*** From the Archives ***

This article is from September 19, 2011, and is no longer current.

Review: QuarkXPress 9.1 with App Studio

Pros: Puts iPad publishing into the hands of average publishers, with access to dramatic new effects and features.
Cons: Thanks to Apple, submitting an app is a convoluted affair and requires an iOS developer account. There are also two Flash-related bugs that, while they won’t apply to every user, will require some people to employ workarounds to fix the bugs’ effects.
Rating: 8/10
Quark released QuarkXPress 9.0 in April of this year, with a promise to deliver App Studio, a tool for creating iPad apps, within a few months. (See my review of QuarkXPress 9.0 here.) In late August, Quark shipped QuarkXPress 9.1, a free update that includes a few new features and the promised App Studio. Upgrades from QuarkXPress 8 to 9.1 cost $299.
With App Studio, you can create an iPad app that is basically a digital magazine, newsletter, journal, or book. You can offer your app for free, or the app can include built-in purchasing options for individual issues of a magazine, a subscription to a magazine, a single book, or any number of titles in a collection of books. Apple handles the transactions and gives you 70% of the purchase price. Currently, App Studio is the most affordable solution for getting QuarkXPress publications to the iPad — especially for small- to medium-sized publishers and self-publishers.
Conceptually, App Studio (Figure 1) is pretty easy to grasp:

  1. Start with an existing QuarkXPress layout, or start from scratch.
  2. Using the new App Studio palette, add some multimedia and interactivity to page items.
  3. Optionally, go nuts with the interactivity — the options are deep.
  4. Export the layout in the AVE format.
  5. Open Quark’s App Studio Factory and choose an iPad app template. This is a container for the AVE file that functions as the iPad interface for delivering and purchasing content.
  6. Customize the template to reflect your branding.
  7. Link your AVE file and export your shiny new iPad app.
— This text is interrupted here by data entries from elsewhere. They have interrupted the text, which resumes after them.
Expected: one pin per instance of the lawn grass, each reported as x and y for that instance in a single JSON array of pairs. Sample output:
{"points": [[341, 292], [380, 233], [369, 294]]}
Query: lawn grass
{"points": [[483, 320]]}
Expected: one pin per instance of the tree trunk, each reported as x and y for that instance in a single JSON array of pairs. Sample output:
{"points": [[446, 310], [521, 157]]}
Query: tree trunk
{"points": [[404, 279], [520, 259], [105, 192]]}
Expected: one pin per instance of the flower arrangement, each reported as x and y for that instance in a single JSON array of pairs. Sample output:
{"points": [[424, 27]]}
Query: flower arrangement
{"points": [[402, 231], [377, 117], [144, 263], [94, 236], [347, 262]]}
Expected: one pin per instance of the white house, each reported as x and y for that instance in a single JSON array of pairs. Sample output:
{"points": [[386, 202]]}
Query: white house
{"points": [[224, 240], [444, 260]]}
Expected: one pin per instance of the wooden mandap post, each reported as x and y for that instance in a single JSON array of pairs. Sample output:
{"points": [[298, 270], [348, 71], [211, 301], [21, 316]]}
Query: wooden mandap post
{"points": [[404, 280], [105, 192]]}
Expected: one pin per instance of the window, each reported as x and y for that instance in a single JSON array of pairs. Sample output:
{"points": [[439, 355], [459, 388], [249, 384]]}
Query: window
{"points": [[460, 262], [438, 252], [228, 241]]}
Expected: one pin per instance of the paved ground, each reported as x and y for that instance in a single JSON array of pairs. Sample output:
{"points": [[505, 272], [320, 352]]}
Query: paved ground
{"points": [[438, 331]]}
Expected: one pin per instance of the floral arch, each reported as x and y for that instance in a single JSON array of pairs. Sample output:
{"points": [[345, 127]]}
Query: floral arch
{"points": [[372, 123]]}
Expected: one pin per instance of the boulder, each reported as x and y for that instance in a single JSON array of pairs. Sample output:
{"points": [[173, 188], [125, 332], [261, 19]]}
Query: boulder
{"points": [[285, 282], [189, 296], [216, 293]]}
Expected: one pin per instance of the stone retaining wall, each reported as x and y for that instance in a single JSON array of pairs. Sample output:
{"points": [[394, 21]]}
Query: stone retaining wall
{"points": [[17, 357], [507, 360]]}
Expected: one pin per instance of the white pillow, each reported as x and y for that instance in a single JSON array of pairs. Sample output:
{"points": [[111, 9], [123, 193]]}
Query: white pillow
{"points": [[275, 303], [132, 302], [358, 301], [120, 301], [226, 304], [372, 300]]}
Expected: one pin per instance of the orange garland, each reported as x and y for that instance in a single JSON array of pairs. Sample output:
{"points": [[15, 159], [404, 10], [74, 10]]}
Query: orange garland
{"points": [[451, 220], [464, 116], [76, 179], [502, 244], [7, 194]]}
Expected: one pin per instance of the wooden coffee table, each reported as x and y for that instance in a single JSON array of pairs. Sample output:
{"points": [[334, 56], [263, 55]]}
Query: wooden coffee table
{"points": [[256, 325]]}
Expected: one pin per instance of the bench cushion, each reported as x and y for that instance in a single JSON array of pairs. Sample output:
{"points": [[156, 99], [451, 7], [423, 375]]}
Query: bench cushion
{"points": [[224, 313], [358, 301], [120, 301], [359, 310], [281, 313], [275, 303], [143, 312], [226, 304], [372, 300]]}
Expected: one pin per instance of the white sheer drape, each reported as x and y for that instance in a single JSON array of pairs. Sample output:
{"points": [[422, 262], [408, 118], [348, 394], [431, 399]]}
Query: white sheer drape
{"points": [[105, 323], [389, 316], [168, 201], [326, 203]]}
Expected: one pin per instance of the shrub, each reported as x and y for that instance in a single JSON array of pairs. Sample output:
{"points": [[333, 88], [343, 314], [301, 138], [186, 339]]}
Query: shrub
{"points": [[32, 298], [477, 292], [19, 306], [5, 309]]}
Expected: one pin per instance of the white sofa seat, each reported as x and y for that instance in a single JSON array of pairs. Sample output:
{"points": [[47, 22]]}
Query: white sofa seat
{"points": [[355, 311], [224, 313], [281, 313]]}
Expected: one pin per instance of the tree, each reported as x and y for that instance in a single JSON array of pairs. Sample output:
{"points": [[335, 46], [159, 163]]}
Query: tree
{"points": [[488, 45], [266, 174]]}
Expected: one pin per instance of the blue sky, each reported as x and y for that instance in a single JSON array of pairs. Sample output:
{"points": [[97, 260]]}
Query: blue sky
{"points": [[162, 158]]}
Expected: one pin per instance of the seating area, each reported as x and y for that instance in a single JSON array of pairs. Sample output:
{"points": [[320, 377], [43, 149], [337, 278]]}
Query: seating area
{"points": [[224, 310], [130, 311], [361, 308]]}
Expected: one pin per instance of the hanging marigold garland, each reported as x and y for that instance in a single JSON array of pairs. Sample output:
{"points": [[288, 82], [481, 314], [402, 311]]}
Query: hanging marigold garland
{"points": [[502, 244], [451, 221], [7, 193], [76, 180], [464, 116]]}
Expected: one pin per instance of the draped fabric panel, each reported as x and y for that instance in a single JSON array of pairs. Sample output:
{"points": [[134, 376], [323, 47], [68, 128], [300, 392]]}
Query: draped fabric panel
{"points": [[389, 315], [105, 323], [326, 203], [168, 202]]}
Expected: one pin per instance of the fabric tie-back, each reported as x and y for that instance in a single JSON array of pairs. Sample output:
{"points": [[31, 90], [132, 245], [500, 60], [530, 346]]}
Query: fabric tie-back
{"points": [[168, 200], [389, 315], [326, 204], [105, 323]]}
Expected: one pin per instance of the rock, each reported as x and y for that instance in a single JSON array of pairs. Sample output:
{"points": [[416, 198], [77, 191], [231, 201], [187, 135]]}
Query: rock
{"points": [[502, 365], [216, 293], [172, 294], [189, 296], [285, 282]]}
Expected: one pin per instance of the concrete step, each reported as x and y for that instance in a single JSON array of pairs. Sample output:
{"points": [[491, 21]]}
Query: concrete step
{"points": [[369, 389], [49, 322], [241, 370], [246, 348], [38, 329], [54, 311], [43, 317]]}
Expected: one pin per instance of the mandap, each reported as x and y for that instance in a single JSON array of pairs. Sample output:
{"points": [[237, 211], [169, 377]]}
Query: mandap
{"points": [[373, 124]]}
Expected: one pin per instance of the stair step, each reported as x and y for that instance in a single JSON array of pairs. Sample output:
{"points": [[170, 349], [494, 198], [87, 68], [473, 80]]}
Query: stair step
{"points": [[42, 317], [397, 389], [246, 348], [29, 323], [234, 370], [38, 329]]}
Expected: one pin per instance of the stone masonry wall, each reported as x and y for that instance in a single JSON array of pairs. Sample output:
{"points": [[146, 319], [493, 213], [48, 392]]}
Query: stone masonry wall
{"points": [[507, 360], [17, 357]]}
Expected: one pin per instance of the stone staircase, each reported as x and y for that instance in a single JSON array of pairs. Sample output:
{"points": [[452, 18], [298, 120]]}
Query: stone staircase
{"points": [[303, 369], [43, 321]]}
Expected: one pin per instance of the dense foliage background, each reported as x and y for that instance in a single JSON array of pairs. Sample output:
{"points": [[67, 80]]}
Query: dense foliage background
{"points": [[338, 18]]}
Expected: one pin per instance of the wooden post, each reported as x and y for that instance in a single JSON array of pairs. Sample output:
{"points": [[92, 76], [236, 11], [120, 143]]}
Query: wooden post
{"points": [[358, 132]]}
Figure 1. Click the image below to see a larger version.

Of course, the devil is in the details. You’ll have to set up an iOS Developer Account with Apple so they know to expect iPad apps from you. You’ll also have to submit your finished iPad app to Apple and wait for the company to approve it. (This is usually pretty quick, because the programming in Quark’s App Studio Factory templates is mostly pre-approved by Apple.) And for steps 5 through 7, you’ll need a Mac — the App Studio Factory and Apple’s tools (Xcode and the iOS simulator) run only on Macs.
You’ll also need Web server space to store the content of your app — Apple doesn’t host that for you. Instead, Apple delivers the app to the customer, then pulls its content from your Web server. You can store your content on a free service such as Dropbox, a paid Web hosting service, or your own Web server.
Once all of that is out of the way, you’re ready to start publishing!
Option 1: Convert an Existing QuarkXPress Document As Is
If you don’t want to change anything about your existing book or magazine, you can just export it from QuarkXPress and connect it to an iPad template in App Studio Factory. Assuming you’ve already set up an account with Apple, you’re pretty much done with the creation side of things.
And then those devilish details show up. There is a small maze of administrative tasks you’ll need to complete to actually publish your book or magazine. You need to tell Apple about your app, so they can give you some identification numbers. You also need to create a free account at the Quark App Studio Publishing Portal, where you use your Apple ID numbers to get some additional identification. Then you drop a combination of those identifiers into the App Studio Factory and export your app.
This convoluted process is inescapable because of Apple’s requirements. The good news is that after you’ve set it up the first time, it’s much easier to repeat the process for subsequent titles.
Option 2: Add Interactivity to an Existing QuarkXPress Document
While you can convert existing publications without changing them, the real fun of making iPad apps lies in adding interactivity and multimedia. With the new App Studio palette (Figure 2), you can enrich existing documents by dropping a slideshow, audio file, or video file into a picture box. App Studio walks you through the steps of adding controls for your multimedia and setting appropriate options. You can add multi-state buttons for navigation and even insert HTML code into a picture box. That HTML can come from your desktop or be live on a Web server.
Figure 2.

When you export your converted project (Figures 3 and 4), App Studio adds page-to-page and spread-to-spread navigation features, a menu bar, and zooming capability.
Figure 3.

Figure 4.

You can also control rendering options to keep file size down, if necessary (Figure 5).
Figure 5.

Option 3: Create an iPad App from Scratch
To make full use of App Studio’s features, you’ll want to create your iPad app from scratch. If you’re familiar with the document structure change that Quark made in QuarkXPress 6, you’ll recognize the new App Studio layout space as just another kind of layout space (Figure 6).
Figure 6.

The App Studio layout space can include both Vertical and Horizontal layouts (Figure 7), intelligently linked so that changes you make to one are reflected in the other. This is an incredible time saver when you’re designing for both orientations at the same time. (Quark’s Shared Content feature also speeds development considerably: You can mirror almost any content or styling across multiple instances on multiple layouts, and if you change any of them, they all change.)
Figure 7. Click the image below to see a larger version.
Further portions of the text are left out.